Bhadreshdas Swami completed the Swaminarayan Bhashyam in 2007 - a commentary that functions to explicate Swaminarayan's philosophical principles as per the Upanishads, the Bhagavad Gita and the Brahmasutras.

==Gunatitanand Swami as Mul Akshar==
Followers of BAPS and Akshar Purushottam Upasana hold Gunatitanand Swami, a saint and paramhansa of Swaminarayan, to be the personified form of Brahman as discussed above. They cite several references, incidents, and evidence, as seen below.

- Acharya Shri Raghuvirji Maharaj quoted Swaminarayan when he referred to Gunatitanand Swami Maharaj as his 'Akshardham, within whom he forever resides in.' Shri Harililakalpatru VII/17:49, 50.
- Acharya Shri Viharilalji Maharaj referred to Gunatitanand Swami as Akshar Murti Gunatitanand Swami Maharaj in his Kirtan Kaustubhamala.
- Brahmachari Krishnanandji named Gunatitanand Swami Maharaj as 'Mul Akshar'
- Darbar Abhaysinhji of Lodhika referred to Gunatitanand Swami Maharaj as 'Mul Akshar' in Purushottam Charitra.
- Similar references are used from kirtans of Jerami Brahmachari, Akhandanand Brahmachari, and Jagdishanand Brahmachari of Junagadh.
- The small shrine erected by Rugnathcharandas Swami at the spot where Gunatitanand Swami Maharaj used to sit in Junagadh has the inscription, "Anadi Mul Akshar Murti Gunatitanand Swami sat here for 40 years."

==Gunatitanand Swami as successor==
In the context of Akshar Purushottam Upasana, every spiritual Guru in Swaminarayan's succession is believed the incarnation of Aksharbrahman in whom the Lord resides fully and eternally. As every Guru is the same Aksharbrahman entity, the devotees feel no spiritual change, except the physical change of another successor; it is understood that the Guru is God's ideal devotee within whom God resides eternally. According to this philosophy, Gunatitanand Swami was the first successor to Swaminarayan.
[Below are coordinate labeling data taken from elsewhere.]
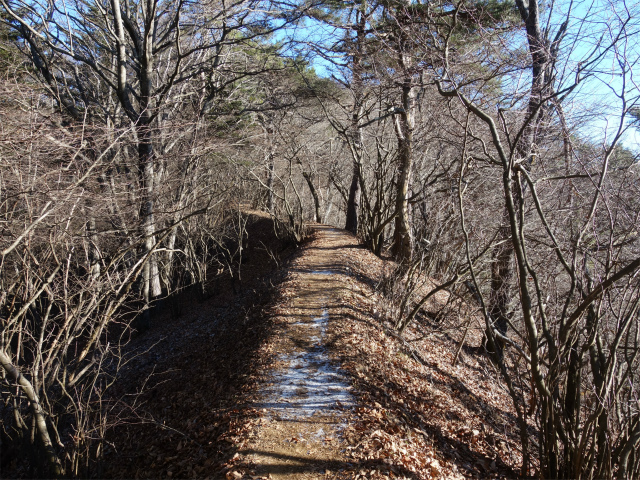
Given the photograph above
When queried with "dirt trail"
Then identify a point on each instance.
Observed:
(304, 405)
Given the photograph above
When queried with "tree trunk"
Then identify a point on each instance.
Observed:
(404, 124)
(353, 201)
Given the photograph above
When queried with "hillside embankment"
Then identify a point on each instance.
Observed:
(298, 375)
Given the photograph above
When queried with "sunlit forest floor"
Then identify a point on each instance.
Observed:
(296, 373)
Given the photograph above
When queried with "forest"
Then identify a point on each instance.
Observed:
(490, 146)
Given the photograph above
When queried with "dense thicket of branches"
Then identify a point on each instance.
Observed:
(451, 134)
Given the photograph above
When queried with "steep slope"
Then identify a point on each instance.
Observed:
(300, 377)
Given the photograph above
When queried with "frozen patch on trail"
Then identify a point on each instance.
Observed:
(308, 384)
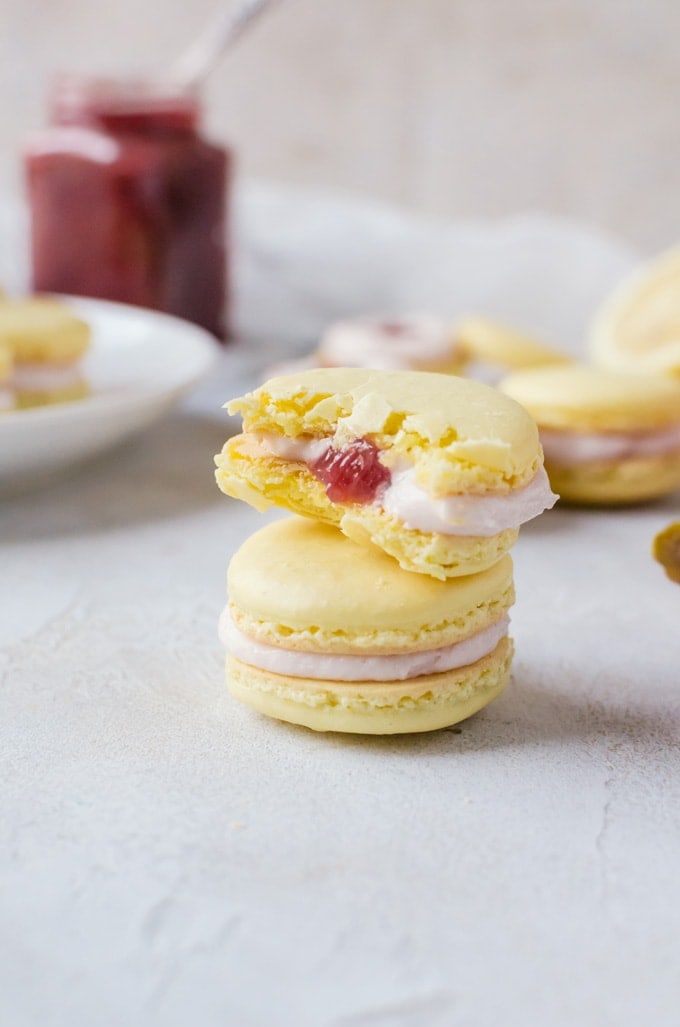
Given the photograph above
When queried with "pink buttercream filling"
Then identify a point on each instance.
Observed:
(478, 515)
(331, 667)
(582, 447)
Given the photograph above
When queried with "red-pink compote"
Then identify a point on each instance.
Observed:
(128, 201)
(353, 473)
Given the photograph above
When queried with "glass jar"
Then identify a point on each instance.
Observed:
(128, 201)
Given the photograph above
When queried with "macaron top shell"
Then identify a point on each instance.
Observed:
(582, 398)
(303, 584)
(458, 434)
(42, 330)
(488, 341)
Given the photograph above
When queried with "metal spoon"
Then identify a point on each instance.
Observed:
(198, 60)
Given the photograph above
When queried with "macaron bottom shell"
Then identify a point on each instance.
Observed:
(423, 704)
(620, 483)
(28, 398)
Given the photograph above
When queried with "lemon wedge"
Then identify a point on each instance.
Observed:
(638, 326)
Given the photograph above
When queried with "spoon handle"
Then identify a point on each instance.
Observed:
(199, 59)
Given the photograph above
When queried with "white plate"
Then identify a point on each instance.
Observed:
(140, 366)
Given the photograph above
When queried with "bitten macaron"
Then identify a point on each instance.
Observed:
(47, 341)
(336, 637)
(608, 436)
(436, 470)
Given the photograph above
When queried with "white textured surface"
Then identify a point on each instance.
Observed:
(457, 108)
(170, 858)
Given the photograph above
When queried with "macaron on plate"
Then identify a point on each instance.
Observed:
(437, 470)
(608, 436)
(139, 365)
(336, 637)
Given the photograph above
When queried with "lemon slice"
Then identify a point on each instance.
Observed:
(638, 327)
(488, 342)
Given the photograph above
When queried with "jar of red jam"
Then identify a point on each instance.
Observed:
(128, 201)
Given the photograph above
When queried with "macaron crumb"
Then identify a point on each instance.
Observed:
(666, 549)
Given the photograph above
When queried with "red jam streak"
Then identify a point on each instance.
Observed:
(351, 474)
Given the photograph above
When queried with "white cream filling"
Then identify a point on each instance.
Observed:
(475, 515)
(388, 343)
(465, 515)
(327, 667)
(581, 447)
(46, 376)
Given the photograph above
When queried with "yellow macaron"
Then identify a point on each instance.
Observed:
(608, 436)
(637, 329)
(6, 368)
(666, 549)
(47, 341)
(496, 349)
(437, 470)
(324, 633)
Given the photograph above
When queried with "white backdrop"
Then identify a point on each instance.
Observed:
(475, 108)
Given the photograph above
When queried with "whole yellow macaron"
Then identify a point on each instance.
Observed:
(494, 349)
(328, 634)
(439, 471)
(6, 367)
(47, 341)
(607, 436)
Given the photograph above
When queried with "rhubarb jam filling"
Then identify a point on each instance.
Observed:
(352, 473)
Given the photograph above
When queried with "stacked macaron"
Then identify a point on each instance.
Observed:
(382, 607)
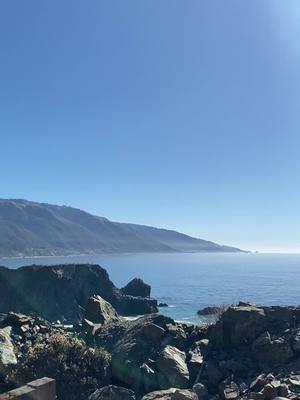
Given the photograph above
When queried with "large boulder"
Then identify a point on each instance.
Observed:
(137, 287)
(173, 371)
(112, 393)
(243, 324)
(61, 292)
(268, 351)
(100, 311)
(134, 351)
(171, 394)
(7, 353)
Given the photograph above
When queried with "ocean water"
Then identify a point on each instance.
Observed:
(188, 282)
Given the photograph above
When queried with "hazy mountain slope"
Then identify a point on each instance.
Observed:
(29, 228)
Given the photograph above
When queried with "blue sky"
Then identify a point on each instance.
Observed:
(179, 114)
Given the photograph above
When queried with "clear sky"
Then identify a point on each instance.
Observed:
(179, 114)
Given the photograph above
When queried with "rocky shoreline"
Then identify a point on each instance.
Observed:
(250, 352)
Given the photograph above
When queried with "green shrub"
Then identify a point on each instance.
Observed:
(77, 369)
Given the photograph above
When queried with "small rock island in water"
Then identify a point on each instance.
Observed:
(67, 322)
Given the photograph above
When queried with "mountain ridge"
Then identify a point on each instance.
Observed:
(29, 228)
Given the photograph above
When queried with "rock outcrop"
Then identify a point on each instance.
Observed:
(7, 352)
(99, 311)
(61, 292)
(171, 394)
(250, 353)
(112, 393)
(137, 287)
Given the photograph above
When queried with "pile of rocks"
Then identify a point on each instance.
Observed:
(250, 353)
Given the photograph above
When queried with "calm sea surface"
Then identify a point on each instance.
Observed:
(188, 282)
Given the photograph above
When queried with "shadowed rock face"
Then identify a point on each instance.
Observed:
(137, 287)
(62, 291)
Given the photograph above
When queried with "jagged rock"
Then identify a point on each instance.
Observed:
(173, 371)
(176, 336)
(153, 332)
(137, 287)
(7, 354)
(201, 391)
(242, 325)
(195, 361)
(296, 343)
(100, 311)
(268, 351)
(61, 292)
(131, 349)
(231, 392)
(90, 328)
(259, 382)
(171, 394)
(213, 373)
(209, 310)
(112, 393)
(270, 390)
(16, 320)
(184, 395)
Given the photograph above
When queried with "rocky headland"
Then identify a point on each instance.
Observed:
(250, 352)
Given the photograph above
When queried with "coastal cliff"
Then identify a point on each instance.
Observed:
(61, 292)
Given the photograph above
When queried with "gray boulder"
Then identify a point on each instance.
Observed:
(133, 351)
(171, 394)
(7, 354)
(269, 351)
(173, 371)
(112, 393)
(243, 324)
(100, 311)
(137, 287)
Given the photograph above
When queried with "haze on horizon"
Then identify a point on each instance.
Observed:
(182, 115)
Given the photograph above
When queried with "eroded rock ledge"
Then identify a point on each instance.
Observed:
(61, 292)
(251, 353)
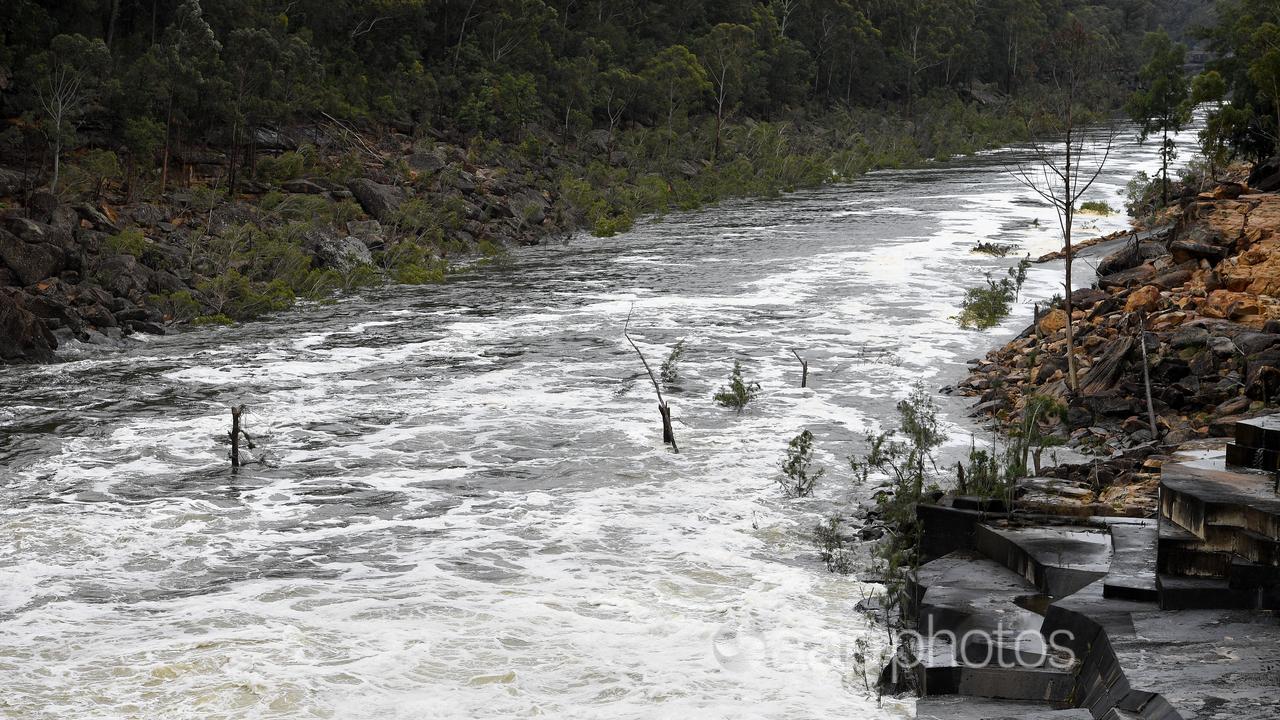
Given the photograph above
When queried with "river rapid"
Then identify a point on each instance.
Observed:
(465, 507)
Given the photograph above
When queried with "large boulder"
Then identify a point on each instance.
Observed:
(379, 200)
(426, 163)
(123, 276)
(23, 337)
(30, 261)
(1146, 299)
(344, 254)
(1266, 176)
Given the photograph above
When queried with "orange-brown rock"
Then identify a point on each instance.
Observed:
(1144, 299)
(1052, 322)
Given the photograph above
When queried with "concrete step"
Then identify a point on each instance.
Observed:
(958, 707)
(1057, 560)
(1037, 684)
(1205, 492)
(1203, 593)
(1133, 563)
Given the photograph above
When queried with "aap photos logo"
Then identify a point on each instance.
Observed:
(739, 647)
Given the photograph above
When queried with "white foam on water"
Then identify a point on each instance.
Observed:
(466, 507)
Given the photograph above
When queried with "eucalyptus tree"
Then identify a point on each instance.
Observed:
(1161, 105)
(64, 80)
(1064, 172)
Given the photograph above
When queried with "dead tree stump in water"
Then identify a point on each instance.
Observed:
(238, 432)
(804, 369)
(668, 434)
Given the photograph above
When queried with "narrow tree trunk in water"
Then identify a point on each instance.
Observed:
(1069, 214)
(58, 153)
(1164, 167)
(668, 434)
(164, 162)
(804, 369)
(236, 433)
(1146, 377)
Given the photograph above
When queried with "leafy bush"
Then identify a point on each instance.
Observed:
(986, 306)
(177, 306)
(739, 392)
(286, 167)
(670, 370)
(993, 249)
(906, 463)
(799, 481)
(831, 546)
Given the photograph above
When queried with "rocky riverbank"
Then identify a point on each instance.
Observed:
(1201, 295)
(327, 212)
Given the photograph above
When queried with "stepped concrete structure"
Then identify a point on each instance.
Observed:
(1106, 618)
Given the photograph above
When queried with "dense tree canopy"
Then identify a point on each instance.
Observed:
(209, 71)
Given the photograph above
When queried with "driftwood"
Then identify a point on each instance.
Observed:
(668, 434)
(1146, 377)
(804, 369)
(238, 432)
(1104, 374)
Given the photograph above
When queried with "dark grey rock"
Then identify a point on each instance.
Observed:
(123, 276)
(30, 261)
(379, 200)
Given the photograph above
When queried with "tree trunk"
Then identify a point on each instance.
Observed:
(232, 156)
(110, 22)
(58, 153)
(1164, 167)
(164, 160)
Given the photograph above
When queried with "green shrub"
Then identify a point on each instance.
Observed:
(831, 546)
(490, 249)
(286, 167)
(420, 274)
(177, 306)
(798, 481)
(739, 392)
(984, 306)
(129, 241)
(906, 463)
(215, 319)
(993, 249)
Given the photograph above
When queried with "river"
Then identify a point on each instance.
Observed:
(465, 507)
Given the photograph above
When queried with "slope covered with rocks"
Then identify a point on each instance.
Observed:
(1201, 295)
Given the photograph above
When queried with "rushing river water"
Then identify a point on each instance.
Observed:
(466, 509)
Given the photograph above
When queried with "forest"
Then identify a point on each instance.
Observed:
(154, 76)
(251, 153)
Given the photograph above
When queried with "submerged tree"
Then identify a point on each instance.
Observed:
(739, 392)
(1161, 104)
(1064, 172)
(65, 81)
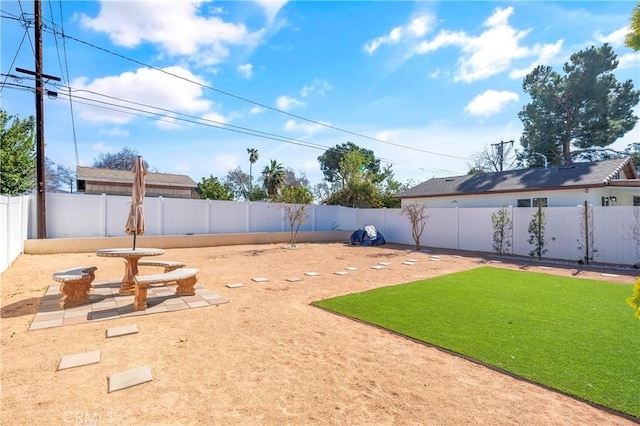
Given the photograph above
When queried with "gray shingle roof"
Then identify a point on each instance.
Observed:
(124, 176)
(580, 175)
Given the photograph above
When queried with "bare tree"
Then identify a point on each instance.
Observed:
(497, 158)
(502, 230)
(295, 200)
(586, 242)
(417, 216)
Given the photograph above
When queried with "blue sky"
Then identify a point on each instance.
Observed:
(425, 85)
He was succeeded by Bhagatji Maharaj, Shastriji Maharaj, Yogiji Maharaj, Pramukh Swami Maharaj and Mahant Swami Maharaj, the current spiritual leader of BAPS. Since the inception of BAPS, Shastriji Maharaj and Pramukh Swami have shared dual roles of spiritual and administrative heads of the sect while Yogiji Maharaj only held the position of spiritual head.